Assume that the entire network topology is represented as a graph

G = (V, E)

, where V represents the node set, E represents the edge set, and the topological structure can be represented by the adjacency matrix

A \in R^{N \times N}

, where N is the number of nodes. The feature of the node at time step t is represented as

X^{(t)} \in R^{N \times F}

, where F is the feature dimension of each node. In order to extract the spatial dependency in the graph structure, the graph convolution operation is used to encode the input features. The basic graph convolution operation can be defined as:

H^{(l + 1)} = σ (D^{- 1 / 2} A' D^{- 1 / 2} H^{(l)} W^{(l)})

where

A' = A + I

is the adjacency matrix with self-loops,

D

is its corresponding degree matrix,

H^{(l)}

represents the node representation of the l-th layer,

W^{(l)}

is the trainable weight parameter, and

σ (\cdot)

is the nonlinear activation function. Building on this foundation, to improve the model’s adaptability to dynamically evolving topological structures, a Graph Attention Mechanism is incorporated to assign distinct weights to different neighboring nodes. The attention coefficient is defined as:

α_{i j} = \frac{\exp (RELU (a^{T} [w x_{i} | | W x_{j}]))}{\sum_{k \in N (i)} \exp (RELU (a^{T} [W x_{i} | | W x_{k}]))}

where

| |

represents the concatenation operation, a and W are learnable parameters, and

N (i)

represents the neighbor set of node i. This mechanism can adaptively focus on important adjacency relationships, thereby improving the expressiveness of graph representation.

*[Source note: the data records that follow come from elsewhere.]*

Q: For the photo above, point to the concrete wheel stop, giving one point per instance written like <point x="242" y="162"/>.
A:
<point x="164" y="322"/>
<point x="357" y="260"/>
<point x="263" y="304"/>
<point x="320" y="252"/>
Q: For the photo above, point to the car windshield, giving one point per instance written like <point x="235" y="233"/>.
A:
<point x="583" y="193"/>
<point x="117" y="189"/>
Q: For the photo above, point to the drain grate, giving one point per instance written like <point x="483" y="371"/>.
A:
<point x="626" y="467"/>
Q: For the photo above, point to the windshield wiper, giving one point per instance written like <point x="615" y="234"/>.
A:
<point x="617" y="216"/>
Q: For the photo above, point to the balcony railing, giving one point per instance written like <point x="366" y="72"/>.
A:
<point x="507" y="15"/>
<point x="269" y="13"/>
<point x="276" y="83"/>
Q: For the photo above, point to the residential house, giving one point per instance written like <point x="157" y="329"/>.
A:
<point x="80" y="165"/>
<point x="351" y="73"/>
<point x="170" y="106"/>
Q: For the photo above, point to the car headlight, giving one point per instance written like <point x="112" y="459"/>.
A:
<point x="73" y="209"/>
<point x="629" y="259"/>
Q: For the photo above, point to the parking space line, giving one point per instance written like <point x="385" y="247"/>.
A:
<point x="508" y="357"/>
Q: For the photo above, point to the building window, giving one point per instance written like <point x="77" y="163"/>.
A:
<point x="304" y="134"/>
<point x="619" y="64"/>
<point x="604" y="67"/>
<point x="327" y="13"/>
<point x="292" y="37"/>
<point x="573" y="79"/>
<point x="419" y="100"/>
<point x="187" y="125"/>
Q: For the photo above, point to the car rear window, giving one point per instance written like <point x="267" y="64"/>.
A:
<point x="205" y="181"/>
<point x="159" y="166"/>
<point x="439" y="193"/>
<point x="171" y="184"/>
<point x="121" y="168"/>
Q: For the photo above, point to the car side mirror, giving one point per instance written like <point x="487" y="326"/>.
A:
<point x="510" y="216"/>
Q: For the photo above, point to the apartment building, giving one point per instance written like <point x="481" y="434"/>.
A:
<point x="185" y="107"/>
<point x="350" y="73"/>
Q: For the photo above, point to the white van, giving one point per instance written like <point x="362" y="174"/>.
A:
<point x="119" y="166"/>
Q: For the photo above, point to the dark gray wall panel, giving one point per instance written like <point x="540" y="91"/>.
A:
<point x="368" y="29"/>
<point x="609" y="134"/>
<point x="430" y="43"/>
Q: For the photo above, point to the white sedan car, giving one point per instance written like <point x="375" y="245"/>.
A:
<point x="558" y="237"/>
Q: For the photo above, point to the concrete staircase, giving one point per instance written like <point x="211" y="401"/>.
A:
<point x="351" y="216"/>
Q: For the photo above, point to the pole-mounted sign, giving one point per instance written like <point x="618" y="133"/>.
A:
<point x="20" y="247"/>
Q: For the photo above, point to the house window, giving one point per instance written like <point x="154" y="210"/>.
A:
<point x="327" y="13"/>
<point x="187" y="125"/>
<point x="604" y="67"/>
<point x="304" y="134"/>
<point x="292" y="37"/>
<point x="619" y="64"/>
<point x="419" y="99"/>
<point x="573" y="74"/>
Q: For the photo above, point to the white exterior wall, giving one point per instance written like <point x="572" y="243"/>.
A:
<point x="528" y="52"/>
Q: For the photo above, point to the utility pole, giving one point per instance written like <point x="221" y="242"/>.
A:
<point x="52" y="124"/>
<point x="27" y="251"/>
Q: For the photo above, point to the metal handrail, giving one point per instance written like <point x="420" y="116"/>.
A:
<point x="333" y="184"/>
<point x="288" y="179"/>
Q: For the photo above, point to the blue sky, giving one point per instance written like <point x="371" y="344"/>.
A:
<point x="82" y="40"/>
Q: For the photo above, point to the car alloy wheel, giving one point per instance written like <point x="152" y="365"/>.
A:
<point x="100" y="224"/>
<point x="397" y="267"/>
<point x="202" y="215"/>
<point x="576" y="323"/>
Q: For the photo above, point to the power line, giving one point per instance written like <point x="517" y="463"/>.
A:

Considering that network traffic has obvious temporal correlation, it is difficult to capture the evolution law in the time dimension using only the graph structure. Therefore, after extracting the spatial features, the gated recurrent unit (GRU) is introduced to model the node temporal features [17]. Let the node sequence obtained by graph convolutional encoding be

{H^{(1)}, H^{(2)}, ..., H^{(T)}}

, then the update process of GRU can be expressed as:

z_{t} = σ (W_{z} H^{(t)} + U_{z} h_{t - 1})

r_{t} = σ (W_{r} H^{(t)} + U_{τ} h_{t - 1})

h'_{t} = \tanh (W_{h} H^{(t)} + U_{h} (r_{t} \otimes h_{t - 1}))

h_{t} = (1 - z_{t}) \otimes h_{t - 1} + z_{t} \otimes h'_{t}

z_{t}

and

r_{t}

are the update gate and reset gate respectively,

\otimes

represents the Hadamard product, and

h_{t}

is the current hidden state. In the last layer, the output predicts the future node traffic value

Y'^{(T + 1)}

through the fully connected layer. In order to optimize the model, the mean square error loss function is used:

L = \frac{1}{N} \sum_{i = 1}^{N} | | Y_{i}^{(T + 1)} - Y'_{i}^{(T + 1)} | |^{2}

By jointly optimizing graph spatial features and temporal evolution laws, the method proposed in this paper can effectively adapt to network traffic prediction tasks under complex topological structures and improve the overall prediction accuracy and generalization ability.

III. Experiment

A. Datasets

This study uses the widely adopted real-world network traffic dataset, the Abilene Dataset, for modeling and experimental validation. Abilene is a wide-area backbone network dataset provided by the Internet2 project. It includes 11 core routing nodes and a complete link topology. The dataset records traffic information for each link with temporal continuity and realistic network characteristics. It is commonly used in research on network traffic modeling and prediction.

The raw data is collected at 5-minute intervals, covering traffic dynamics over several days. Each time step contains bidirectional traffic values between multiple links, measured in bytes per second. For modeling and processing purposes, the data is normalized. A sliding window approach is applied to construct input and output sequences, enabling multi-step traffic prediction.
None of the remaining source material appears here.